Alas, the weird have, indeed, turned pro. And they have their own political party and media apparatus. And, as you might expect, after a few hours of sharing a “WTF” moment with the rest of us, the usual crew of FOX News types set about to explain why Palin’s resignation in the middle of her first term as governor of a state of less than 700,000 people is a brilliant tactic in her quest to lead the free world. You can always count on Bill Kristol to
answer the call, no matter how challenging:
Bill Kristol, a conservative columnist who's been one of Palin's biggest cheerleaders, says the governor is making a "high-risk move" in an attempt to position herself for 2012.

"This does give her a chance to travel the country and campaign for Republican candidates," said Kristol, who played a key role last summer in convincing John McCain to tap the junior governor as his running mate.

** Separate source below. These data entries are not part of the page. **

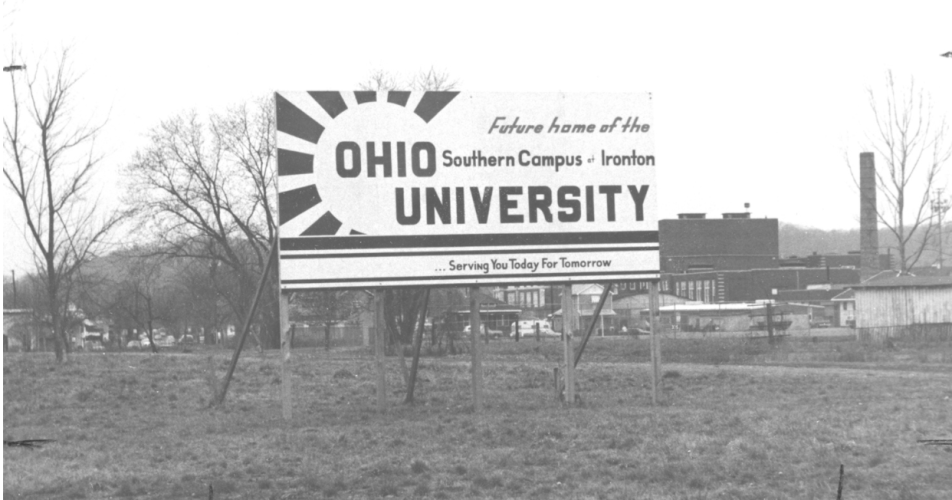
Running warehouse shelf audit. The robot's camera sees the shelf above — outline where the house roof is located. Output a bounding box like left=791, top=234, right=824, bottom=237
left=832, top=288, right=856, bottom=302
left=777, top=289, right=840, bottom=301
left=853, top=274, right=952, bottom=290
left=572, top=283, right=614, bottom=295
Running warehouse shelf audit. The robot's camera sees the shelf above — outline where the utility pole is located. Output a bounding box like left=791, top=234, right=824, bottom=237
left=932, top=188, right=949, bottom=269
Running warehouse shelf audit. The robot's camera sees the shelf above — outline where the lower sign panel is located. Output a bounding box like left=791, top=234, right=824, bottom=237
left=281, top=245, right=659, bottom=289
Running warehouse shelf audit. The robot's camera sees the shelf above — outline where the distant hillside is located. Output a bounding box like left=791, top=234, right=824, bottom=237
left=780, top=223, right=860, bottom=257
left=779, top=223, right=952, bottom=266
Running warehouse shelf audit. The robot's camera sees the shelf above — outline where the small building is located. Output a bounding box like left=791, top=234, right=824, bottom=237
left=443, top=292, right=522, bottom=333
left=3, top=309, right=37, bottom=352
left=614, top=293, right=702, bottom=331
left=853, top=275, right=952, bottom=340
left=645, top=301, right=823, bottom=332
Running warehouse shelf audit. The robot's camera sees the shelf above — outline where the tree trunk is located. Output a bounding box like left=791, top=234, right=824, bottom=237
left=397, top=339, right=410, bottom=388
left=46, top=285, right=66, bottom=363
left=403, top=288, right=430, bottom=404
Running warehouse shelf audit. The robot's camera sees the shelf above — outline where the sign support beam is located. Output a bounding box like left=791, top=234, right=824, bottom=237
left=562, top=285, right=575, bottom=406
left=374, top=288, right=387, bottom=413
left=648, top=281, right=661, bottom=405
left=469, top=286, right=483, bottom=413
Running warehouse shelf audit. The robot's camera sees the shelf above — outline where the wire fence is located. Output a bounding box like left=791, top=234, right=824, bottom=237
left=856, top=323, right=952, bottom=344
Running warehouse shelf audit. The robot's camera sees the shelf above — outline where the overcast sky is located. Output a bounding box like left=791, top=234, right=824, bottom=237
left=2, top=0, right=952, bottom=275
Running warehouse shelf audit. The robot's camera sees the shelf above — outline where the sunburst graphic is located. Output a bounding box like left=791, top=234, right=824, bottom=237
left=275, top=90, right=459, bottom=237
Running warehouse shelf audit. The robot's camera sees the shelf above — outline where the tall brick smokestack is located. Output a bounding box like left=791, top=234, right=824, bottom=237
left=859, top=153, right=880, bottom=282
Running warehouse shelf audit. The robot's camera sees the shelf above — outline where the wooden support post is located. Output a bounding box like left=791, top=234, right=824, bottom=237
left=575, top=283, right=612, bottom=366
left=648, top=281, right=661, bottom=404
left=562, top=285, right=575, bottom=405
left=469, top=286, right=483, bottom=413
left=278, top=292, right=291, bottom=422
left=214, top=238, right=278, bottom=405
left=374, top=288, right=387, bottom=412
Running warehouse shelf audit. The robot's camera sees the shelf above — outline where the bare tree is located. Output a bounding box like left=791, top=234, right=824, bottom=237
left=3, top=51, right=126, bottom=362
left=847, top=71, right=952, bottom=272
left=360, top=68, right=456, bottom=404
left=410, top=67, right=457, bottom=91
left=128, top=99, right=278, bottom=347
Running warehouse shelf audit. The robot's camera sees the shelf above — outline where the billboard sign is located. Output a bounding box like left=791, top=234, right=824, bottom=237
left=275, top=91, right=659, bottom=290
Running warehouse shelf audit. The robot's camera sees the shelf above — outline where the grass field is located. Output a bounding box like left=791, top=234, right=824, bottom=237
left=3, top=338, right=952, bottom=499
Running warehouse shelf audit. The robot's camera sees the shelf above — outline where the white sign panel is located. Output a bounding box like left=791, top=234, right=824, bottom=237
left=275, top=91, right=659, bottom=289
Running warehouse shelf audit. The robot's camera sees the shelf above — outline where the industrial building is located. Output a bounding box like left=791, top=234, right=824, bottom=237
left=658, top=212, right=780, bottom=273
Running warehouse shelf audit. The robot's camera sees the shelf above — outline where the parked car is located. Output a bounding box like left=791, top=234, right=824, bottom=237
left=512, top=319, right=562, bottom=337
left=463, top=323, right=503, bottom=339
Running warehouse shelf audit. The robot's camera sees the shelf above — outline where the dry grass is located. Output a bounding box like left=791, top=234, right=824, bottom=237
left=3, top=339, right=952, bottom=499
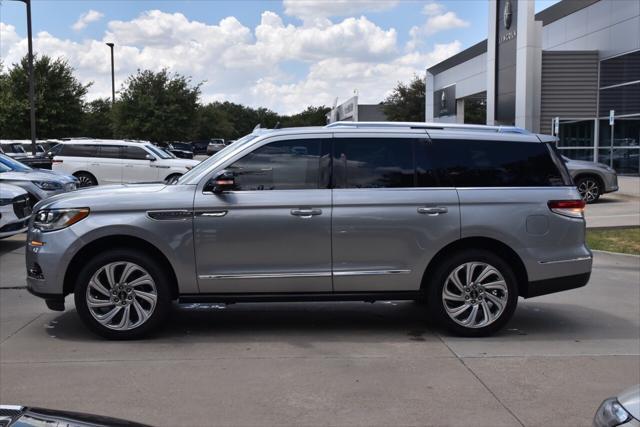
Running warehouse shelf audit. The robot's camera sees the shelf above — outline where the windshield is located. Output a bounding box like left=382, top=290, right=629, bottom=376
left=145, top=144, right=172, bottom=159
left=175, top=133, right=258, bottom=184
left=0, top=154, right=31, bottom=172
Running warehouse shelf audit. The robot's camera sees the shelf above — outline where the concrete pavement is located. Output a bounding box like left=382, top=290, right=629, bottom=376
left=0, top=234, right=640, bottom=426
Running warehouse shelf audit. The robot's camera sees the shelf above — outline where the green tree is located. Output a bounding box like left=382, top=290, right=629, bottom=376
left=0, top=55, right=91, bottom=139
left=383, top=75, right=426, bottom=122
left=81, top=98, right=113, bottom=139
left=114, top=69, right=201, bottom=142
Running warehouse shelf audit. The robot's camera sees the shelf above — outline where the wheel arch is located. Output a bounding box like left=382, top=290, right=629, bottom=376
left=63, top=235, right=179, bottom=299
left=420, top=237, right=529, bottom=296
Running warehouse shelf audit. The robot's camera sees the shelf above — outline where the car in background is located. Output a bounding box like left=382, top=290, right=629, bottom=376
left=50, top=139, right=199, bottom=187
left=0, top=154, right=78, bottom=204
left=562, top=156, right=618, bottom=203
left=207, top=138, right=227, bottom=156
left=0, top=183, right=33, bottom=239
left=593, top=385, right=640, bottom=427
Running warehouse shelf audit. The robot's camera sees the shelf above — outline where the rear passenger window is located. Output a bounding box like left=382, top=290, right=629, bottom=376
left=431, top=140, right=564, bottom=187
left=98, top=145, right=122, bottom=159
left=59, top=144, right=98, bottom=157
left=333, top=138, right=415, bottom=188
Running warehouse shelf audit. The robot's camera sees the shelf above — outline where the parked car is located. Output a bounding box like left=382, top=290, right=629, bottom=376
left=562, top=156, right=618, bottom=203
left=0, top=405, right=149, bottom=427
left=207, top=138, right=227, bottom=156
left=26, top=123, right=592, bottom=339
left=50, top=140, right=199, bottom=187
left=0, top=154, right=78, bottom=204
left=0, top=183, right=33, bottom=239
left=593, top=385, right=640, bottom=427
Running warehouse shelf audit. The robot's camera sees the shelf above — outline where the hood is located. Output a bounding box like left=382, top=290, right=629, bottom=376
left=0, top=182, right=27, bottom=199
left=0, top=169, right=77, bottom=184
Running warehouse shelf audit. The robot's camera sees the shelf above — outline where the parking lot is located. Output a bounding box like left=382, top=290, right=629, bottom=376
left=0, top=222, right=640, bottom=426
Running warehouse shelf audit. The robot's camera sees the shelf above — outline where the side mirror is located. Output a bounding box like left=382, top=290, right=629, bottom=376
left=204, top=171, right=236, bottom=194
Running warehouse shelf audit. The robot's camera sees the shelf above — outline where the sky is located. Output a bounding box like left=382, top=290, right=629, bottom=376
left=0, top=0, right=557, bottom=114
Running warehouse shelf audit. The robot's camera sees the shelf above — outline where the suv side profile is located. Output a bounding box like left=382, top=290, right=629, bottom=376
left=26, top=123, right=592, bottom=339
left=49, top=139, right=199, bottom=187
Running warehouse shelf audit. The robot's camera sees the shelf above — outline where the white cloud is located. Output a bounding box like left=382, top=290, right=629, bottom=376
left=283, top=0, right=398, bottom=22
left=71, top=9, right=104, bottom=31
left=0, top=10, right=461, bottom=113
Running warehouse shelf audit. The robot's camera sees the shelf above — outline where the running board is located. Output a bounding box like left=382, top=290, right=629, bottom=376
left=178, top=291, right=422, bottom=304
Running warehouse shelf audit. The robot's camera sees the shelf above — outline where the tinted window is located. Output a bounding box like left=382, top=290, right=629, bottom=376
left=431, top=140, right=565, bottom=187
left=98, top=145, right=122, bottom=159
left=60, top=144, right=98, bottom=157
left=227, top=139, right=328, bottom=191
left=124, top=147, right=148, bottom=160
left=333, top=138, right=414, bottom=188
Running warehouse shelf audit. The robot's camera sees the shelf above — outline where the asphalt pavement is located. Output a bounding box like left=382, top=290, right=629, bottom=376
left=0, top=232, right=640, bottom=426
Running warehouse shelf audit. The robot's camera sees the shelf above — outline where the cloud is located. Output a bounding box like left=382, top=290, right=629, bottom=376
left=0, top=10, right=461, bottom=113
left=71, top=9, right=104, bottom=31
left=283, top=0, right=398, bottom=22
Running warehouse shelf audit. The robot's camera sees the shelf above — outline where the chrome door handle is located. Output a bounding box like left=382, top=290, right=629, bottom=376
left=291, top=209, right=322, bottom=218
left=418, top=206, right=449, bottom=216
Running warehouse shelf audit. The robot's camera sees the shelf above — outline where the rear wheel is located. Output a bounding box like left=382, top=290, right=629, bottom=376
left=73, top=172, right=98, bottom=187
left=74, top=249, right=171, bottom=339
left=428, top=249, right=518, bottom=337
left=576, top=176, right=602, bottom=203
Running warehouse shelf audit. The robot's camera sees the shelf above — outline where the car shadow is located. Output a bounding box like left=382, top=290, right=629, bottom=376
left=46, top=301, right=637, bottom=344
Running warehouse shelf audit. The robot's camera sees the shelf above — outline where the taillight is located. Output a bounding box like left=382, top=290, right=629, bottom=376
left=547, top=200, right=585, bottom=218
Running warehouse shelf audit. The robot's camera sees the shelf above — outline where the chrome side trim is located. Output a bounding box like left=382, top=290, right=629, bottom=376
left=538, top=256, right=593, bottom=265
left=198, top=271, right=331, bottom=280
left=333, top=270, right=411, bottom=277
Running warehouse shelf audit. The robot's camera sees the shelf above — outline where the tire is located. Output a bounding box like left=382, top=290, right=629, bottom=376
left=427, top=249, right=518, bottom=337
left=73, top=172, right=98, bottom=188
left=576, top=176, right=602, bottom=203
left=164, top=173, right=182, bottom=185
left=74, top=249, right=171, bottom=340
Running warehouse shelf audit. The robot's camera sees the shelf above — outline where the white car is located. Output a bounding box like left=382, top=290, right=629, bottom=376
left=49, top=139, right=200, bottom=187
left=0, top=183, right=31, bottom=239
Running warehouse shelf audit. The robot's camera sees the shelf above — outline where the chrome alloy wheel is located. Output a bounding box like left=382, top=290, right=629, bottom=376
left=85, top=261, right=158, bottom=331
left=442, top=262, right=509, bottom=328
left=578, top=179, right=600, bottom=203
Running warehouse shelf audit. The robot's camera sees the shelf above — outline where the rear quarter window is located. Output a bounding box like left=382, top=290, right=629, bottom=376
left=431, top=140, right=566, bottom=187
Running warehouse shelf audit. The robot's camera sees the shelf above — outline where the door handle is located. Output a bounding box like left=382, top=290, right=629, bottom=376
left=291, top=209, right=322, bottom=218
left=418, top=206, right=449, bottom=216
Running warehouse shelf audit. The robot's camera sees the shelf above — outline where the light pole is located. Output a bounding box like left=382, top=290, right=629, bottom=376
left=106, top=43, right=116, bottom=108
left=11, top=0, right=36, bottom=156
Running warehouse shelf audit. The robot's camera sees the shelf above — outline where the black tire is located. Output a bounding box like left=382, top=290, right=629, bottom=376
left=427, top=249, right=518, bottom=337
left=73, top=172, right=98, bottom=188
left=164, top=173, right=182, bottom=184
left=576, top=175, right=603, bottom=203
left=74, top=248, right=171, bottom=340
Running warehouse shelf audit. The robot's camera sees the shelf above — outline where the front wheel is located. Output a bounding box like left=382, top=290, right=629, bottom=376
left=428, top=249, right=518, bottom=337
left=74, top=249, right=171, bottom=339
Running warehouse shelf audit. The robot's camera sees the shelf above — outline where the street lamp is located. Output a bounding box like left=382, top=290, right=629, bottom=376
left=11, top=0, right=36, bottom=156
left=106, top=43, right=116, bottom=108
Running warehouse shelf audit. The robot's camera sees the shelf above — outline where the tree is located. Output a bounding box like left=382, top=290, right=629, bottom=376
left=114, top=69, right=201, bottom=142
left=383, top=75, right=426, bottom=122
left=0, top=55, right=91, bottom=139
left=81, top=98, right=113, bottom=139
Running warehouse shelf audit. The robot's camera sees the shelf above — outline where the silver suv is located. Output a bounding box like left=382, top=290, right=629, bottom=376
left=26, top=123, right=592, bottom=339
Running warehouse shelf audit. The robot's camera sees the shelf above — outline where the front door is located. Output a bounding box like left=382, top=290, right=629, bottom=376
left=332, top=134, right=460, bottom=292
left=194, top=135, right=332, bottom=293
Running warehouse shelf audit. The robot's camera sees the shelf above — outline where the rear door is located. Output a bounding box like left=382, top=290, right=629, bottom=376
left=332, top=133, right=460, bottom=292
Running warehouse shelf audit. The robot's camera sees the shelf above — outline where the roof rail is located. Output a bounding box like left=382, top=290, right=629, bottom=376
left=325, top=122, right=531, bottom=134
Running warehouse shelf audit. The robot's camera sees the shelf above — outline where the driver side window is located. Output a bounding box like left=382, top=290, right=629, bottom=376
left=227, top=139, right=329, bottom=191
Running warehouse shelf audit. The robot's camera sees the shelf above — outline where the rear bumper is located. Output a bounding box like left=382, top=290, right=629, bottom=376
left=522, top=272, right=591, bottom=298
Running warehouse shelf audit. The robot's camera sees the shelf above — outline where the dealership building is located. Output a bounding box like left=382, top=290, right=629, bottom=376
left=425, top=0, right=640, bottom=174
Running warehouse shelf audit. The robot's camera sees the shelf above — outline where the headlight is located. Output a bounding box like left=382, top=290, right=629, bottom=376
left=33, top=208, right=89, bottom=231
left=33, top=181, right=62, bottom=191
left=593, top=398, right=631, bottom=427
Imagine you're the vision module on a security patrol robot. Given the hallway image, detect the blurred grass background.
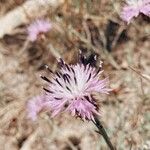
[0,0,150,150]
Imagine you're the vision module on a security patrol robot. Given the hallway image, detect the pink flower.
[27,95,45,120]
[121,0,150,24]
[27,53,110,120]
[27,19,52,42]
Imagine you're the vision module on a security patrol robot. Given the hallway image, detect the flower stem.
[92,117,115,150]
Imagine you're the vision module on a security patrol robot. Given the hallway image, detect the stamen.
[65,64,70,71]
[86,73,91,82]
[54,97,62,100]
[43,88,54,94]
[66,86,72,92]
[55,78,63,87]
[45,65,53,73]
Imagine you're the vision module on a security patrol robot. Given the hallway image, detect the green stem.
[92,117,115,150]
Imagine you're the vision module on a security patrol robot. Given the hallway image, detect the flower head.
[27,19,52,42]
[121,0,150,23]
[27,55,110,120]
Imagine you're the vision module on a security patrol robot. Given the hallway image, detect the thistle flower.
[27,19,52,42]
[29,55,110,120]
[27,95,45,120]
[121,0,150,24]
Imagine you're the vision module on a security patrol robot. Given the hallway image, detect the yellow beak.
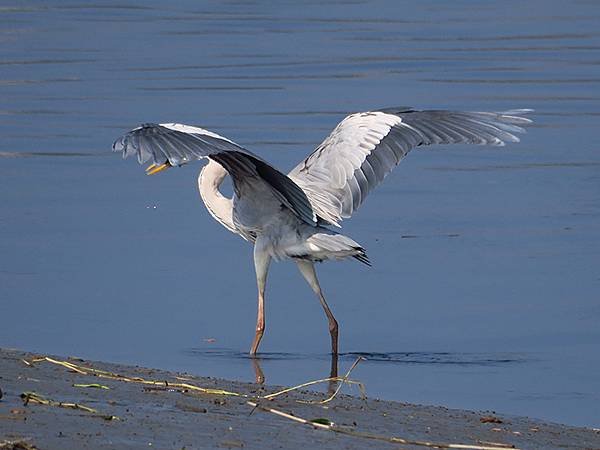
[146,162,171,175]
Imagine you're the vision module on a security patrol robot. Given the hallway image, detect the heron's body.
[113,108,530,354]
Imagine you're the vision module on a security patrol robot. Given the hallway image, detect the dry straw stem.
[23,356,518,450]
[28,356,364,401]
[259,356,366,404]
[31,356,242,396]
[21,391,118,420]
[246,401,518,450]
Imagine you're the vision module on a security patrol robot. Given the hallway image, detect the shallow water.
[0,1,600,426]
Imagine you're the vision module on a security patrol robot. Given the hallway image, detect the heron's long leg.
[296,259,338,355]
[250,246,271,355]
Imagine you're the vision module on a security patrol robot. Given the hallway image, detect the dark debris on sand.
[0,350,600,450]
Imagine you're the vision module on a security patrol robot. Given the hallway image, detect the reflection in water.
[248,353,339,395]
[190,348,532,386]
[0,0,600,426]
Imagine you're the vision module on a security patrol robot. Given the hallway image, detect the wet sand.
[0,350,600,449]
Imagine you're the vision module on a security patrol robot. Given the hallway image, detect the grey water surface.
[0,0,600,427]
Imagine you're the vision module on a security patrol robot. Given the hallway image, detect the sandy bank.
[0,350,600,449]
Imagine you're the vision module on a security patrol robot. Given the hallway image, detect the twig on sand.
[260,356,365,404]
[23,356,515,450]
[246,401,518,450]
[21,391,118,420]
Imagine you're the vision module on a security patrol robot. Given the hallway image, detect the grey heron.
[113,108,531,355]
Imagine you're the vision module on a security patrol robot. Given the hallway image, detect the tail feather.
[294,230,371,266]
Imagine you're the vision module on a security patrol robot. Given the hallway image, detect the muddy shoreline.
[0,349,600,449]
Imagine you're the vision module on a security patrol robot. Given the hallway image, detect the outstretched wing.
[288,108,531,226]
[113,123,317,225]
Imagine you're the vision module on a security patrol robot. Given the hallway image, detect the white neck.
[198,159,236,233]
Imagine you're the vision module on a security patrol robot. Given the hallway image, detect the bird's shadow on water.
[184,348,531,384]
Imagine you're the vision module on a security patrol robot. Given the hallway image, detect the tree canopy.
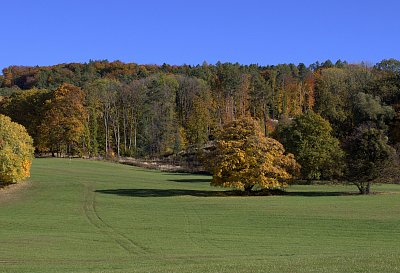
[276,111,344,179]
[211,118,299,192]
[0,115,33,183]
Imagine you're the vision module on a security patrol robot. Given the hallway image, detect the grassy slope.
[0,159,400,273]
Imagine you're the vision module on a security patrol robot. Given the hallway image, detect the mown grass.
[0,159,400,273]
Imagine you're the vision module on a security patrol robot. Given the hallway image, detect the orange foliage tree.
[211,118,300,193]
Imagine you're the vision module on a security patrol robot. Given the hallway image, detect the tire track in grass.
[83,184,148,255]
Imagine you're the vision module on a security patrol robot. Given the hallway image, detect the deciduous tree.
[0,115,33,183]
[211,118,299,193]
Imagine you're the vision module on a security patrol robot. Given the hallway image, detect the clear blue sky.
[0,0,400,69]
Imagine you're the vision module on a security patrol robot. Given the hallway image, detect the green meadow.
[0,159,400,273]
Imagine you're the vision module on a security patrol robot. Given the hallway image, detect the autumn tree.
[344,125,400,194]
[39,84,87,154]
[0,115,33,183]
[276,111,344,179]
[211,118,299,193]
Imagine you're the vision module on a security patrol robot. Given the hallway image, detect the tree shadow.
[95,189,230,197]
[167,178,211,183]
[95,189,358,197]
[283,191,359,197]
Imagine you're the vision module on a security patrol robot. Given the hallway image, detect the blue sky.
[0,0,400,68]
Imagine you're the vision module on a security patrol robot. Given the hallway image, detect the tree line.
[0,59,400,189]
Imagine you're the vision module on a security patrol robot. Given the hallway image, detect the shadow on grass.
[96,189,358,197]
[96,189,225,197]
[167,178,211,183]
[282,191,359,197]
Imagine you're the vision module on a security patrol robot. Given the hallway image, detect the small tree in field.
[211,118,299,193]
[0,115,33,184]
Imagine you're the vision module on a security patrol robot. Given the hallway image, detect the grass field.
[0,159,400,273]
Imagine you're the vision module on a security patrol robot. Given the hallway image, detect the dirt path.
[0,181,32,204]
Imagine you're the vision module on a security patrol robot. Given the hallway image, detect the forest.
[0,59,400,185]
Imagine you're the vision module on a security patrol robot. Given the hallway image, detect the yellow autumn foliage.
[0,115,33,183]
[211,118,300,191]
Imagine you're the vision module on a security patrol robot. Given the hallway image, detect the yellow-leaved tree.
[0,115,34,184]
[211,118,300,193]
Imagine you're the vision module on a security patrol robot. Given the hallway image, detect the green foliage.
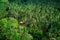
[0,0,60,40]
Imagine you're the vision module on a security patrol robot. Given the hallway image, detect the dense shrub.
[0,0,60,40]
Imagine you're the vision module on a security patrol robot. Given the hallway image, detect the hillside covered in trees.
[0,0,60,40]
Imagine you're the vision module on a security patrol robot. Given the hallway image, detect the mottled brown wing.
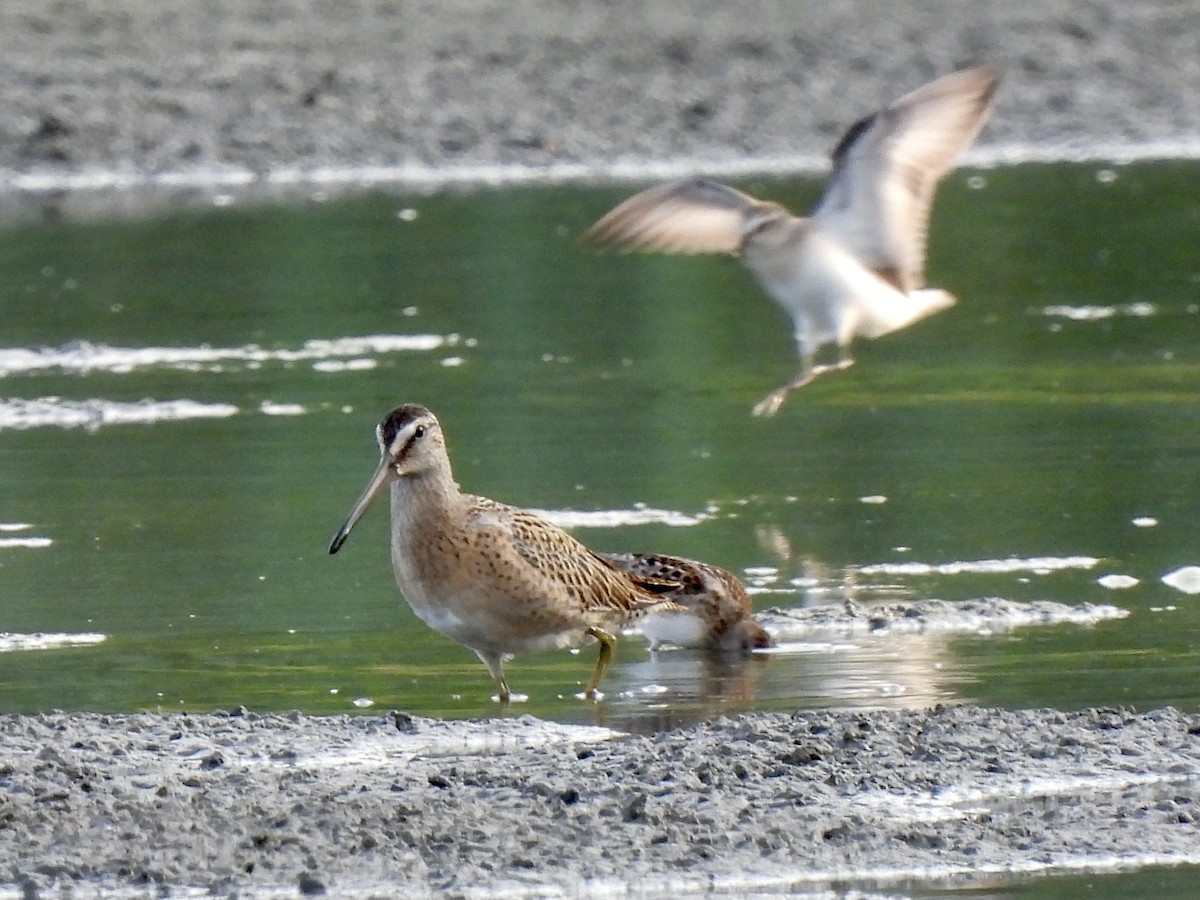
[474,497,664,617]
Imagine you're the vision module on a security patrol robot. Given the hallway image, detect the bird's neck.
[391,470,463,538]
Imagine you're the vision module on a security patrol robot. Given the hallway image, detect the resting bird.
[329,403,674,703]
[584,67,1000,415]
[601,553,773,653]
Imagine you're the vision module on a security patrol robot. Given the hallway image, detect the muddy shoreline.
[7,707,1200,898]
[0,0,1200,205]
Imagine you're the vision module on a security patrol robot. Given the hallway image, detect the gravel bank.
[7,707,1200,898]
[0,0,1200,185]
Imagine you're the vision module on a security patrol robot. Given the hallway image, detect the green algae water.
[0,162,1200,730]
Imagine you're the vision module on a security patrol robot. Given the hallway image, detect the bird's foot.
[751,358,854,418]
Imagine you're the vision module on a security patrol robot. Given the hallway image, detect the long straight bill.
[329,454,391,553]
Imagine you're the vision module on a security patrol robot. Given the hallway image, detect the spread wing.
[583,179,774,253]
[814,67,1000,293]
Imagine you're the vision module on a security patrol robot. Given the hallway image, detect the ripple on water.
[0,397,238,431]
[0,335,465,378]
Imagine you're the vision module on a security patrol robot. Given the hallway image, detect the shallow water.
[0,162,1200,730]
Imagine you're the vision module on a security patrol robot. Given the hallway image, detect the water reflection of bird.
[329,404,672,702]
[605,553,772,653]
[584,67,1000,415]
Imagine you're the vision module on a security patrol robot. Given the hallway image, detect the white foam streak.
[0,335,460,378]
[1037,301,1158,322]
[0,631,108,653]
[0,397,238,431]
[857,557,1100,575]
[0,538,54,550]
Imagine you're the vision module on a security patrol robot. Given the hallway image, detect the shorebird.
[604,553,773,653]
[583,67,1000,415]
[329,403,674,703]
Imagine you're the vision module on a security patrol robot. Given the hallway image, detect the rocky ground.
[0,0,1200,898]
[7,707,1200,898]
[0,0,1200,192]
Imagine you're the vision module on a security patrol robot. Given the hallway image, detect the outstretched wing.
[814,67,1000,293]
[583,179,773,253]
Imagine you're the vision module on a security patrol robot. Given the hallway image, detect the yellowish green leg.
[583,625,617,700]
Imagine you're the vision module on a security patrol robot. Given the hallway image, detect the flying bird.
[583,67,1000,415]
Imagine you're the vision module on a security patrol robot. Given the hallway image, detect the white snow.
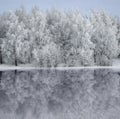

"I think she could have a very strong year and a half here ... she's really just getting out there and it's going to depend on her talents and her abilities. She now feels she can get out and be on her own."


Bill Kristol, you might recall, was given a prime editorial page column in the New York Times, which mercifully lasted only a year. Which raises the question, just how consistently wrong does someone have to be in order to lose all credibility and no longer be part of the mainstream pundit dialogue? After the New York Times dumped him (a truly horrible one-year experiment in giving a right-wing lunatic an even larger audience than he gets with merely FOX News, the Wall Street Journal and the Weekly Standard), the Washington Post picked him up. Is there really anyone in the country who wakes up in the morning and thinks, “I wonder what Bill Kristol would have to say about that?” Forget ideology or partisan leanings. It should simply be a requirement for any pundit in any major media outlet that he or she has been generally more right than wrong over his or her career (or, heck, in just the recent past). And to the extent he or she has been wrong, there should be some evidence that he or she has acknowledged that error and understands why he or she went wrong. In other words, there should be some reason for us to care what he or she thinks. Instead, we get this polarized, “shape of the world, views differ” attempt at some kind of ostensive ideological “balance” that continues to give a forum (or multiple forums) to guys like Kristol and John Bolton who are consistently, objectively wrong about EVERYTHING.

The weird have, indeed, turned pro.

Let’s just enjoy the fact that they are no longer running the country – at least for a while.

4 comments:

JuhnDonn said...

The Compact Oxford English Dictionary refers to postmodernism as "a style and concept in the arts characterized by distrust of theories and ideologies and by the drawing of attention to conventions."

The whole 'fair & balanced' zeitgeist of the last 10-12 years is very odd. It has been a wonderful tool though, to battle rational thought, education and wisdom. It's like the right wing strategists went and started constructing an entire postmodernist view of the world. Is very Orwellian.